The initial research stage was laborious. Everything had to be organised, in particular the allocation of tasks and the infinitely complex storage of the data obtained. Above all, it was vital to boost the speed and cut the cost of the decoding methods. This was where in 1992 Craig Venter, a brilliant NIH biologist, came onto the scene, causing quite a surprise by setting up his own private research centre and, in 1998, founding Celera Genomics. Dr Venter very quickly took the stance of a formidable rival to the public researchers at the HGP by developing his own sequencing technique, known as Shotgun. Unlike the HGP method of sequencing DNA fragments, arranged in advance by the physical mapping of the human genome, the Shotgun method permits the random sequencing of unmapped fragments. At the end of the process, this method requires a vast computing capacity (several terabytes - thousand billion bytes - of RAM) to reconstitute the human genome on the basis of these randomly sequenced fragments. In short, this Shotgun method can be described as quicker and cheaper - but less systematic.

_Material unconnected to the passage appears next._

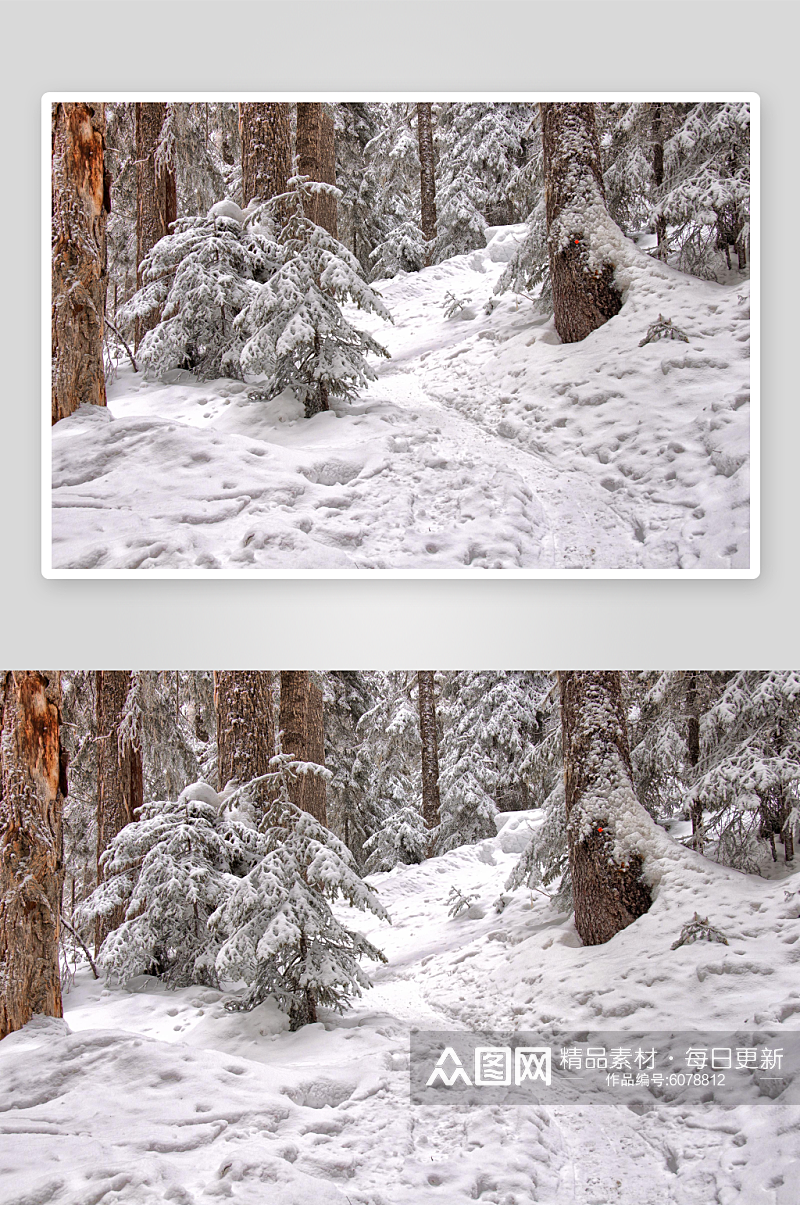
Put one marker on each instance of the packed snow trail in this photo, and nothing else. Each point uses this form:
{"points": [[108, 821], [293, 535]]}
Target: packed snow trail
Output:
{"points": [[484, 444], [160, 1095]]}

It was under the stimulus of this competition between public and private research (Dr Venter keeping up the media interest - and reassuring his financial backers - with regular announcements of his company's successes) that genome research moved into top gear. 'This race to the finish boosted the scientific performances. In 1993, the HGP's objective was to sequence 80 million of the 3 billion base pairs of the human genome within five years. Today, with the automation of sequencing techniques and the extraodinary power of computers with memories of several terabytes this same number of base pairs can be decoded in a week,' explains Jacques Remacle, the scientist responsible for genomic research at the European Commission.

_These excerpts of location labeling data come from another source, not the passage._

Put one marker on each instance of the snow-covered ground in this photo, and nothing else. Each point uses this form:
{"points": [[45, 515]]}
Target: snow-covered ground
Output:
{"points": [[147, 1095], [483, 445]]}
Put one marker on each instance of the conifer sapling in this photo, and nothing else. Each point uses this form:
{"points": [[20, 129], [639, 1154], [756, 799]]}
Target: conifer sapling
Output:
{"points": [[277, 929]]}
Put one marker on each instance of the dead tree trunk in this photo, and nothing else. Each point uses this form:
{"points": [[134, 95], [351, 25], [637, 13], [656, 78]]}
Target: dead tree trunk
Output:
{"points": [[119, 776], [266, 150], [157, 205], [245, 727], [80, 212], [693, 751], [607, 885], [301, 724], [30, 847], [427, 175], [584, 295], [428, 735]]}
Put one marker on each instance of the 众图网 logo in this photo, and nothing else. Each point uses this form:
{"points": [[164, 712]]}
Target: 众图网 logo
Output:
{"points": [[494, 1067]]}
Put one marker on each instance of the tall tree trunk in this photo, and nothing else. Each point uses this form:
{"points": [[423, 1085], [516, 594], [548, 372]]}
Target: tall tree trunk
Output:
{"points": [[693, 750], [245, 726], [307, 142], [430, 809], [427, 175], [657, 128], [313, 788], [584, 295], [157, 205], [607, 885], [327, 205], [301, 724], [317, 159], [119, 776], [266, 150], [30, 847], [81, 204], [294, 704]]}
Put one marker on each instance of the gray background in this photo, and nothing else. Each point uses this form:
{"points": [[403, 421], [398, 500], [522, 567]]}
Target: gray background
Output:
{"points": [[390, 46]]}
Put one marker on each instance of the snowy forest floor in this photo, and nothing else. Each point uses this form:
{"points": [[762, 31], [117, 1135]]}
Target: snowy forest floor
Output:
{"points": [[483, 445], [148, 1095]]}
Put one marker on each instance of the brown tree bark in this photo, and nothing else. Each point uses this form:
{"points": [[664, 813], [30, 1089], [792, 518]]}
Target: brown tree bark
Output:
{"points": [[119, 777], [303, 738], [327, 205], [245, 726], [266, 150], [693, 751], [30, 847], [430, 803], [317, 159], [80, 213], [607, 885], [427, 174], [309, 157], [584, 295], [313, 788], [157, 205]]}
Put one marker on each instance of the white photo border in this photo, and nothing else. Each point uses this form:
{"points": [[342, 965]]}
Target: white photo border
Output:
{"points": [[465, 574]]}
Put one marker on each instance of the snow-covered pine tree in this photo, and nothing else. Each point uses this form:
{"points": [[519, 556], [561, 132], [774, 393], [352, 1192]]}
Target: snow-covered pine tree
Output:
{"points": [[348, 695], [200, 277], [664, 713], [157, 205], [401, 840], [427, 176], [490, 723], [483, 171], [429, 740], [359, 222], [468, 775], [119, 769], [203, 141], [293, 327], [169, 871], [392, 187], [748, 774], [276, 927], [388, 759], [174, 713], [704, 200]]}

But behind this competitive 'sporting scientific spirit' lie the huge ethical implications and financial stakes of the genomic age which are the real reason for this fierce rivalry. There are two opposing stances. On the one hand are the HGP researchers who fear any appropriation of humanity's common biological heritage and who have consistently made their sequencing results available on the Internet within 24 hours of obtaining them. On the other is Celera Genomics which, while denying any designs on monopolising the human genome, has never concealed the fact that it had the firm intention of reaping the rewards of its investments.

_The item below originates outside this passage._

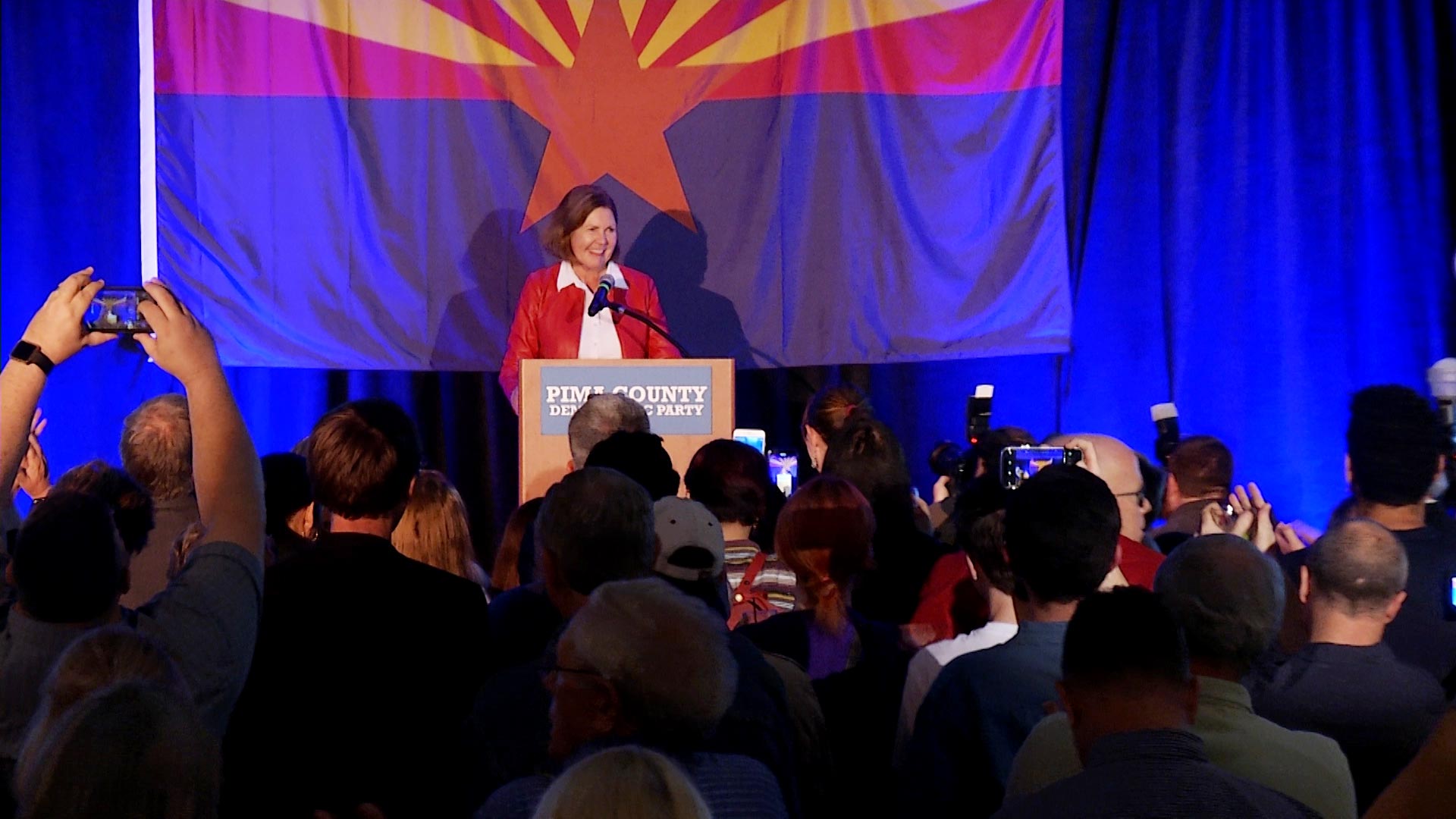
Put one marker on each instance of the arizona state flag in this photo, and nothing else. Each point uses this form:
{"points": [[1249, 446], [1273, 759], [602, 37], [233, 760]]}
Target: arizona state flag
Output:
{"points": [[807, 181]]}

At present, the mobilisation of public research and its stupendous effort to cross the finishing line at the same time as its private competitor has obliged the politicians to 'show their hand'. Celebrating the announcement at the White House with Tony Blair on 26 June, Bill Clinton repeated the US wish - shared by Europe and most other countries - for the basic genomic data to be a part of man's common heritage.
It remains to be seen how such statements of principle shape up in the dawning 'post-genomic' age which, over the coming decades, is going to demand even more strenuous research efforts than we have already seen. The challenge now is to identify between 30 000 and 100 000 genes (the number itself is the subject of much discussion) which are in fact just 5% of the total sequence. Francis Collins, the director of the NIH's National Human Genome Research Institute, likens it to finding a needle in a haystack but 'even more difficult ... because at least a needle is different from hay, while a gene is a piece of DNA like any other.' It is as the researchers advance with this formidable undertaking - and the medical discoveries are made - that the problem of the patenting of life will assume its full significance.
In Europe, European Directive 98/44/EC (July 1998) laid the foundations for a general rule that a DNA sequence can only be patented if its knowledge permits a demonstrable technological application. Is this principle enough? In the spring of this year, two MPs, Jean-François Mattéi of France and Wolfgang Wodarg of Germany, drew up a petition against the directive, signed by many prominent European politicians and scientists. Present difficulties in transposing the directive into national legislation - especially in France - show that the debate is far from settled.